“Depressions linger, because people are afraid to invest. We get crashes on Wall Street about every 20 years, because that’s how long it takes people to forget what happened the last time. A generation of new guys think they’re as smart as they come, and then it turns out that they’re human, like the rest of us.” John Steele Gordon, author of The Scarlet Woman of Wall Street: Jay Gould, Jim Fisk, Cornelius Vanderbilt, the Erie Railway Wars and the Birth of Wall Street.
In December 1872, James Lees of banking house Lees and Waller wrote a letter warning of the coming railroad investment crash, decrying the enormous amounts of capital invested, often from Europe, “a great deal of which has been wasted in extravagance and ill spent in wildcat enterprises such as railroads through deserts—beginning nowhere and ending nowhere.”
In 1873, greed, speculation and overinvestment in railroads sparked a financial crisis that sank the U.S. into more than five years of misery.
189 years later, history may be repeating itself.
Deep learning, once hailed as the engine of infinite AI progress, is hitting a wall of diminishing returns. Scaling laws—the idea that bigger models, more data, and vast compute yield proportional intelligence gains—are breaking down.
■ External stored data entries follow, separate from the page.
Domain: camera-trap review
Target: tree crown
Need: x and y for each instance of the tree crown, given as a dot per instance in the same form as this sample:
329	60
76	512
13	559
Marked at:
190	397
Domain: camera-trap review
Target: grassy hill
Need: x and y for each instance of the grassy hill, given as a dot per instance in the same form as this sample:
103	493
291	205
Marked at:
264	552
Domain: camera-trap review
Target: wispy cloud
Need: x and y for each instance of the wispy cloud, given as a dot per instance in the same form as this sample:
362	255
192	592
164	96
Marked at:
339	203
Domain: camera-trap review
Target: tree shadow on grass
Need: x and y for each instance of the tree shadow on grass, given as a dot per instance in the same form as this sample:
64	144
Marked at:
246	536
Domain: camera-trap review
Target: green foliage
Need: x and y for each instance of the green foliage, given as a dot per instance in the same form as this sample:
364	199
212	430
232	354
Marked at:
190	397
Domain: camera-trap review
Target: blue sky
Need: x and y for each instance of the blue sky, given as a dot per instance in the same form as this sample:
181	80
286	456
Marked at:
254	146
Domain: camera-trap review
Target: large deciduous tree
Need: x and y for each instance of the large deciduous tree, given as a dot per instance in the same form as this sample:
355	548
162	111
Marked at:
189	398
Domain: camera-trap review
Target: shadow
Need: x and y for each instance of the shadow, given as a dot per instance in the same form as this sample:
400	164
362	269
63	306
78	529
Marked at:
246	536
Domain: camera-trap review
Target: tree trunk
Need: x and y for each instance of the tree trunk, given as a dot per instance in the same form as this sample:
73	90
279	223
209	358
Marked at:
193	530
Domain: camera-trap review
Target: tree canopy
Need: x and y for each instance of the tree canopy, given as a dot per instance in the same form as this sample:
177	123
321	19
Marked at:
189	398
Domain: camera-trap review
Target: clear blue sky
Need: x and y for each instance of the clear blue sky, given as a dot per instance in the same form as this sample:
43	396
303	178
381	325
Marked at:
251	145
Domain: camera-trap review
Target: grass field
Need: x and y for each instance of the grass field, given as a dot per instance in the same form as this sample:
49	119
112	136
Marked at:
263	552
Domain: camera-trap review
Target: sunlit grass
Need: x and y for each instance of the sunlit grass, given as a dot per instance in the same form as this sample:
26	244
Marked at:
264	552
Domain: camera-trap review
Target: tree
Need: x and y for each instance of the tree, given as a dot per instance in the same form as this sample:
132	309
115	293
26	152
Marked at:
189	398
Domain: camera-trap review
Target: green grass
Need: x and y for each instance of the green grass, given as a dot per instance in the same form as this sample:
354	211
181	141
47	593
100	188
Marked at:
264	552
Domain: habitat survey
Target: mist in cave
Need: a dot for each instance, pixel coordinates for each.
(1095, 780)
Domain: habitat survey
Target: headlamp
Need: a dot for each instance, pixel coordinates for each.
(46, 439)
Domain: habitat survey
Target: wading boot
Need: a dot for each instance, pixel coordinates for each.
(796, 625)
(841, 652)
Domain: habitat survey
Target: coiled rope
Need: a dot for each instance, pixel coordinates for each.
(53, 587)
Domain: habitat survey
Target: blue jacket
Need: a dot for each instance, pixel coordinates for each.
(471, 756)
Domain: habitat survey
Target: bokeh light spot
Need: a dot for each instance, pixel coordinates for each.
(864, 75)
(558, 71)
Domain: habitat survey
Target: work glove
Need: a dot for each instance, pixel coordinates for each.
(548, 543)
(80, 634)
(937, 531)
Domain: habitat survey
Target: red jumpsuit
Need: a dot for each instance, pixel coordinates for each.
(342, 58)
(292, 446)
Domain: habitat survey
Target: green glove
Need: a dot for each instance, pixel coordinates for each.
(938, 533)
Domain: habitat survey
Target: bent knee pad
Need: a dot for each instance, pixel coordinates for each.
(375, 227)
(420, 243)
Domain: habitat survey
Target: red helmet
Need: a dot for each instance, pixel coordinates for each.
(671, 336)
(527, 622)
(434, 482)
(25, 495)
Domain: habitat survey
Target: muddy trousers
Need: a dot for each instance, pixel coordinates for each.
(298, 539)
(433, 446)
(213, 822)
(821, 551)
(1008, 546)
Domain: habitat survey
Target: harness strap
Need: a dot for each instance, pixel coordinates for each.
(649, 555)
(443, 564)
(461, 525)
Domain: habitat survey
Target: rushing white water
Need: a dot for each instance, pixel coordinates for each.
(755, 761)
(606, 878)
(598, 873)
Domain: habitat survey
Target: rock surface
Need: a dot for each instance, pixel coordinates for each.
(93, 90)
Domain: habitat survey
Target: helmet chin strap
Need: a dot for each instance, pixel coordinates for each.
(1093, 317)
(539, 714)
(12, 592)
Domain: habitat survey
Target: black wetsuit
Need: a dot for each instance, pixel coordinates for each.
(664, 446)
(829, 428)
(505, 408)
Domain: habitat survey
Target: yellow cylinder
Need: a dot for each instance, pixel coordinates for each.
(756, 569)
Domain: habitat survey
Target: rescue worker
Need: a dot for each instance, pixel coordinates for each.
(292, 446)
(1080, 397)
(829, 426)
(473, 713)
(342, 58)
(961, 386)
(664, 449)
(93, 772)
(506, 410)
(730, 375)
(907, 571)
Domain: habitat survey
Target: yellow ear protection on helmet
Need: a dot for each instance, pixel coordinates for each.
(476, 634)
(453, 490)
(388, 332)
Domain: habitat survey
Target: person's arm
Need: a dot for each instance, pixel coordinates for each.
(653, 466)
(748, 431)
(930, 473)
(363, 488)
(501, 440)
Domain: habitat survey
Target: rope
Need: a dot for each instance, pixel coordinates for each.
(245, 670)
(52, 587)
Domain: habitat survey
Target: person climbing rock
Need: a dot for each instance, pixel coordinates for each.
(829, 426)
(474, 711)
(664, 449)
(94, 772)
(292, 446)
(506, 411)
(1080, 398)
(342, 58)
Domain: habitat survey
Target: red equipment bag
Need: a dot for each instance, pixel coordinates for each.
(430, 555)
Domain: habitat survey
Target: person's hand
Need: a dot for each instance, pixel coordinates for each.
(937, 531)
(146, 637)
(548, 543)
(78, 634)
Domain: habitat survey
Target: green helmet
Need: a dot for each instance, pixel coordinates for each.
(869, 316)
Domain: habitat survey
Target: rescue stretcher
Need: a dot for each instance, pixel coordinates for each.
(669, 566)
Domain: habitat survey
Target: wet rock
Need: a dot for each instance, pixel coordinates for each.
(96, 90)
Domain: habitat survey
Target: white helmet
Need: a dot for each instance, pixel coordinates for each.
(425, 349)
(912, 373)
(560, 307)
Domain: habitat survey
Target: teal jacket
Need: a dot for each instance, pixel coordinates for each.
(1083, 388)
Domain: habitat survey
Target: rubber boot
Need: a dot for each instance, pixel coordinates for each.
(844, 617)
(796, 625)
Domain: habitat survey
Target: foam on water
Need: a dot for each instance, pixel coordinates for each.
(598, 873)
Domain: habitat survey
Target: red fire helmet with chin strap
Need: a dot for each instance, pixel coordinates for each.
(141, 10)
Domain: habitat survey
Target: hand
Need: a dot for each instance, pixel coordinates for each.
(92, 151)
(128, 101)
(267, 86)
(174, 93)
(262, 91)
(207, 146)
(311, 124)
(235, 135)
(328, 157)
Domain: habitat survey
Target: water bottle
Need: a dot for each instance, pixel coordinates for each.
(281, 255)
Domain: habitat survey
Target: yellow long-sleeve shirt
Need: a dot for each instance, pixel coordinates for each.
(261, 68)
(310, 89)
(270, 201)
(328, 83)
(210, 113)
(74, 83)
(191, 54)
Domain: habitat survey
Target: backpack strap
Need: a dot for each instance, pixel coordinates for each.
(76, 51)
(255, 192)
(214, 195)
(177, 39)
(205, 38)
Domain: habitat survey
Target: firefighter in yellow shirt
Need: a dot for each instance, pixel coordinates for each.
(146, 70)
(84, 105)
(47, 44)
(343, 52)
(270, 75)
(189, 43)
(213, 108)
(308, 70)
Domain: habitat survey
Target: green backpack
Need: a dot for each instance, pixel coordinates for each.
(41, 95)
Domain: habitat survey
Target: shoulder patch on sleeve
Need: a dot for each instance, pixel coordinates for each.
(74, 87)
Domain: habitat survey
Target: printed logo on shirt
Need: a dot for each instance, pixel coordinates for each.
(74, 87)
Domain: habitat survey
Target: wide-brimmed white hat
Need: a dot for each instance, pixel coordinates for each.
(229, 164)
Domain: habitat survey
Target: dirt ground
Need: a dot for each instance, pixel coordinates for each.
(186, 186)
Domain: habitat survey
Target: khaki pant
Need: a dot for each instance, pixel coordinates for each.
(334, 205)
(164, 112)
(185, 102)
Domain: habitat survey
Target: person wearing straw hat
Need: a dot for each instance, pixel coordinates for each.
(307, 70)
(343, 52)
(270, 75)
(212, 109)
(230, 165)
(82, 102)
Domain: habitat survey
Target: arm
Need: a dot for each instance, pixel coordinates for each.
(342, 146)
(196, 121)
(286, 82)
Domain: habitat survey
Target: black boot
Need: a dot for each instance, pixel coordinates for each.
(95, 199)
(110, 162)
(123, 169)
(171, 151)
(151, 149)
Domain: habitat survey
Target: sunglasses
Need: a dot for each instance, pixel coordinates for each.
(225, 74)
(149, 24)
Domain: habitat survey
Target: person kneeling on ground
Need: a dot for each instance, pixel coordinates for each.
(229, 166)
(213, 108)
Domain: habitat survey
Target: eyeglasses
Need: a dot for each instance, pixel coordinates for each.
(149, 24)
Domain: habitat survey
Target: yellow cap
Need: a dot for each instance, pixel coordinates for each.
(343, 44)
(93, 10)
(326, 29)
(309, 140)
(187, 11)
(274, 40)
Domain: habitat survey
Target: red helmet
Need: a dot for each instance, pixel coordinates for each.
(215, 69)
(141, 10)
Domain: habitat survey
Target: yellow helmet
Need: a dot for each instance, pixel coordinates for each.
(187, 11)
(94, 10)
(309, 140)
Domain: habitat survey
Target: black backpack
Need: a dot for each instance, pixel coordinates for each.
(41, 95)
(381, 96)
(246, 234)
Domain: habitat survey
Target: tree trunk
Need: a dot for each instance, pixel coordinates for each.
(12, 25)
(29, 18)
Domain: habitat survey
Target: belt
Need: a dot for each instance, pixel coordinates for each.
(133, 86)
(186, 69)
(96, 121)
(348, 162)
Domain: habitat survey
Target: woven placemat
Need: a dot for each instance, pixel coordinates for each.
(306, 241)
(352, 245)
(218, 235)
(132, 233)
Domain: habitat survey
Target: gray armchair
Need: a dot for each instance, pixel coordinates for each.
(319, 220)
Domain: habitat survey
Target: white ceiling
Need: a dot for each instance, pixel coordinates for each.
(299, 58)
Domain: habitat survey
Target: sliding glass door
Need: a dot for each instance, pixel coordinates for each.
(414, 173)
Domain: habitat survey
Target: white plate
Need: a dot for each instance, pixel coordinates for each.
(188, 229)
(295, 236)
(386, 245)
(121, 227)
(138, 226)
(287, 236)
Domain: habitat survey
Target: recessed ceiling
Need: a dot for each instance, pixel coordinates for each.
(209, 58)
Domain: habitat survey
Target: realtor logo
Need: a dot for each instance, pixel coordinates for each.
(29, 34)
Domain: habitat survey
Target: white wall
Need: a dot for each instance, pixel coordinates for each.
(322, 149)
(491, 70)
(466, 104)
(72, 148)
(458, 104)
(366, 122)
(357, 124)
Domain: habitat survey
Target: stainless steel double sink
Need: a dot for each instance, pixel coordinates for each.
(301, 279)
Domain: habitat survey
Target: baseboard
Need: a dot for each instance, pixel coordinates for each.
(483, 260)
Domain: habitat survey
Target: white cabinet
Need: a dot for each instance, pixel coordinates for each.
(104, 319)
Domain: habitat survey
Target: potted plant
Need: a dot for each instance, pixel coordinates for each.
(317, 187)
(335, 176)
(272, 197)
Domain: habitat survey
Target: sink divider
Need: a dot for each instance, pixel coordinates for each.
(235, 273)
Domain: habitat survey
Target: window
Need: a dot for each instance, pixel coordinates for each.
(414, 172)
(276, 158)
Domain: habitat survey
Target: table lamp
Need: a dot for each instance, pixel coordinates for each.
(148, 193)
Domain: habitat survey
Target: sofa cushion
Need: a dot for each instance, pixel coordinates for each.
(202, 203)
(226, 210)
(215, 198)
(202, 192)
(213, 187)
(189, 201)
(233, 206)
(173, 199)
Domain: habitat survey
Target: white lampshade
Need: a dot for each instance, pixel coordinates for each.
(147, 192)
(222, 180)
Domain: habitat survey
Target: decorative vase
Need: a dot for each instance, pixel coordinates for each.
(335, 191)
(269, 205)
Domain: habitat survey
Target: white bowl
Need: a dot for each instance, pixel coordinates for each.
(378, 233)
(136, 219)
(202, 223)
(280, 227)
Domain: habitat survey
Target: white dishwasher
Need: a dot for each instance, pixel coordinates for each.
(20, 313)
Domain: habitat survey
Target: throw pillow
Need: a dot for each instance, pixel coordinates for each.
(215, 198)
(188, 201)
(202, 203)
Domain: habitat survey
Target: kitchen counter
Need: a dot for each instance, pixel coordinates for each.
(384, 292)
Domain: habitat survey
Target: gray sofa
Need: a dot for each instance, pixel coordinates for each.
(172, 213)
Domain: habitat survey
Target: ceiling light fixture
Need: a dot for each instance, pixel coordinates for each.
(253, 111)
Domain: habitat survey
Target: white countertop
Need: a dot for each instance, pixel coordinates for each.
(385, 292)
A 2024 analysis from DeepLearning.AI notes that major companies are rethinking strategies as these laws falter, with performance improvements tapering off despite exponential resource inputs.
An MIT study warns that the largest, most compute-intensive models may soon deliver vanishingly small benefits relative to their costs.
Evidence from Epoch AI and others points to a "scaling wall," where further investments yield minimal gains, echoing IEEE Spectrum's 2021 critique of deep learning's escalating computational costs with plateauing results.
Harvard's Kempner Institute highlights how accuracy becomes "extraordinarily insensitive" to resource scaling beyond a point, signaling extreme inefficiency.
This isn't just theoretical; real-world data shows depreciation. Gary Marcus's visualizations depict progress stalling, with LLMs reaching diminishing returns on metrics like test loss.
METR's 2025 study found experienced developers 19% slower using advanced AI tools, despite perceiving speed gains—AI arbitrages expertise away rather than augmenting it.
DeepSeek's market share plummeted from 70-80% to under 30% in months, as models commoditize and switching costs near zero.
Intelligence is becoming like electricity: cheap, interchangeable, and undifferentiated. Foundation models burn billions in CAPEX only to become obsolete commodities within six months.
As François Chollet observed, post-COVID cuts revealed deep learning's non-essentiality for many firms, marking the first decline in practitioners since 2010.
Meanwhile, venture capital firms thrive on this hype. Global VC poured $192.7 billion into AI startups in 2025—over half of all funding—with U.S. private AI investment hitting $109.1 billion in 2024 alone.
Hyperscalers like Amazon, Google, Microsoft, and Meta committed $364 billion in 2025 capex, much on AI hardware.
Foundation models announced nearly $1 trillion in infrastructure pledges.
VCs skim 2% management fees on these billions, pocketing tens of millions annually regardless of outcomes. Hardware—GPUs, data centers—drives this, with $37 billion spent on AI infrastructure in 2024.
But as inference costs collapse 99% in two years, models commoditize faster.
When the music stops, a pile of junk remains. AI corporations like OpenAI are cashflow negative, reliant on hardware gouging.
The bubble's mechanics—closed-loop financing where Nvidia sells GPUs to Oracle, then buys cloud access—echo dot-com excesses.
WSJ notes AI hardware depreciates in 2-3 years, unlike enduring dot-com fiber optics.
Bain estimates $2 trillion annual AI revenue needed by 2030 to justify spending—versus $45 billion today—setting up insolvency for debt-laden players.
The market floods with cheap, obsolete GPUs; applications falter, unraveling the chain. What’s a Samsung S5L8900 aka ‘Apple A4” worth today?
VCs walk away rich from fees, leaving startups and investors with depreciated silicon scrap and counties with unclean aquifers. Deep learning's promise fades, but the VC grift endures.
One of the most disturbing consequences of the Panic of 1873 was the loss of trust among the many small, sometimes well-informed investors who had invested in risky Northern Pacific bonds. “Their trust had been violated,” wrote Richard White in a 2003 article for The Journal of American History. “Most disturbingly, those deceived were ‘the intelligent classes, who read newspapers, mingle in affairs and have constant access to information.’” This time it may be the mayors and city halls and farms that relearn the lesson.
Editorial comments expressed in this column are the sole opinion of the writer.